Mr. X and Mrs. X, each owning 50% of the common shares of corporation that is not a small business corporation, effect a s. 51 exchange of their respective shareholdings for the issuance of freeze preferred shares, with a discretionary trust created for each spouse (the Mr. X Trust and Mrs. X Trust), but with discretion to pay income or capital thereof to the other spouse, subscribing nominal and equal amounts for new common shares of the Corporation. Would the equal holding of the common shares by Mr. X and Mrs. X immediately before the freeze, and the equal holding by the Mr. X Trust and Mrs. X Trust after the freeze, result in the intent test in s. 74.4(2) not being satisfied?
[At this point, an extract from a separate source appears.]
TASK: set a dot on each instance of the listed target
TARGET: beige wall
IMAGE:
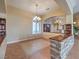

After noting that s. 51(1)(c) provided that an s. 51 is deemed, for the purposes of ss. 74.4 and 74.5, to be a transfer of the property exchanged by the taxpayer to the corporation, CRA stated:
[O]ne of the spouses could potentially be entitled to more than 50% of the income of the Corporation because of his or her beneficial interest in both trusts. Accordingly, an estate freeze by Mr. X and Mrs. X in favour of Mr. X Trust and Mrs. X Trust could have the effect of reducing Mr. X's or Mrs. X's income from the Corporation benefiting their spouse. Subsection 74.4(2) could therefore apply to the transfers of property made by Mr. X and Mrs. X if the Purpose Test were satisfied.